Just disappointed. Being a chemistry fossil in his 112th semester
who forgot most of what he has been taught I really don’t think that I look & write like a spammer.
(1) Please imagine a polyethylene film of – say – 30µm thickness. Among the physico-chemical parameters describing the properties of this film also is oxygen transfer rate (OTR) and water vapor transfer rate (WVTR). Both describe transport phenomena of small molecules in a polymer. PE has high OTR & WVTR, indicating that there is an easy diffusion of small molecules in PE.
(2) Imagine our PE film is unilaterally covered (by standard methods) with elemental Cu, be it powder, be it by a sputtering technique.
(3) Further imagine that this elemental Cu is covered by a 2nd polymer film, which is virtually sealed against diffusion, e. g.

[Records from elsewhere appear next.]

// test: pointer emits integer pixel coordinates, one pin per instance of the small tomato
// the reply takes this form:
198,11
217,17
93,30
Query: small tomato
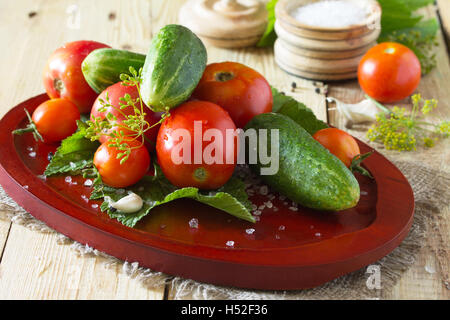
389,72
121,175
339,143
63,77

EVOH or something similar, possessing very small values for OTR and WVTR.
(4) Imagine a scenario where on the PE side this sandwich becomes equilibrated with an atmosphere containing H2S. It is important to add here that we are considering a process over many months or even some years. H2S will follow the concentration gradient and diffuse through the PE film. Subsequently H2S will interact with Cu by chemisorption and/or formation of Cu2S / CuS. This process will come to its end as soon as one of the reactants becomes “eaten up”. Do you agree until this point?

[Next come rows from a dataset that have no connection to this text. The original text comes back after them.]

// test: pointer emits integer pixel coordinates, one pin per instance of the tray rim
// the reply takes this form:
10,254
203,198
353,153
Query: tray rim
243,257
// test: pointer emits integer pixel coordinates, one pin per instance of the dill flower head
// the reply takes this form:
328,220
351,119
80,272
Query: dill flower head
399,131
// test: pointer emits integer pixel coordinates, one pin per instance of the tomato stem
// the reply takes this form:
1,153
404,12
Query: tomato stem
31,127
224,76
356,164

(5) Now let’s change the above scenario by replacing H2S by SO2. Again we will see diffusion of SO2 through the PE film. In parallel we will see diffusion of H2O molecules through the PE film.

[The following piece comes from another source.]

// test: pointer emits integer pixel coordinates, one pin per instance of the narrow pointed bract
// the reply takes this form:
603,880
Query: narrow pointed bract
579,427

(6) The 1st molecule SO2, meeting a molecule H2O will form H2SO3. The 2nd molecule H2O passing this will lead to HSO3- + H3O+. Do you agree until this? In any case it is obvious that in the conditions described no pH measurements are possible.
(7) From the literature (electrochemistry, corrosion science) it is known that elemental Cu in the presence of H2O interacts with SO2 in a complex way, ultimately according to the following molecular formula: 6Cu + SO2 --> 2 Cu2O + Cu2S. This is more than surprising (for me at least), because all my life I thought that SO2 is a potent reducing agent.
This said let’s return to the polymer sandwich scenario. In any case it is more than likely that we will see an interaction of SO2 and/or H2SO3 with our elemental Cu. According to the reaction formula given in (7) we also will get Cu2S.
(9) Cu2S as well as CuS form (and are stable) in slightly acidic medium. On the other hand, however, at a lower pH both sulfides become cleaved, forming free H2S. This free H2S – once it is formed in the above scenario – would follow the concentration gradient and diffuse out of the PE film. I discussed the problem with a famous US geoscientist. He told me that in his opinion and derived from his experience with copper minerals the stability border of Cu2S / CuS should be around pH 1,5.
10. So obviously the crucial question is: Can our H2SO3, putatively formed “in situ” from SO2 and H2O, reach an acidity capable of cleaving Cu2S / CuS or – for that matter – prevent formation of Cu sulfides, leading to formation of free H2S?
In summary let’s return to my question, asked in my 1st post: Is it conceivable that aqueous H2SO3 has a pH which can cleave Cu2S / CuS? Or is it possible that the pH of said H2SO3 is such that formation of Cu2S / CuS is impaired, in either way leading to the formation of freeH2S?
Borek, if you still think this thread is of public interest I have no issues in publicly discussing it. However, I still think we should switch to a private channel. Being sort of an admin it should be easy for you to enable this.
Thank you and curiously looking forward to your comment.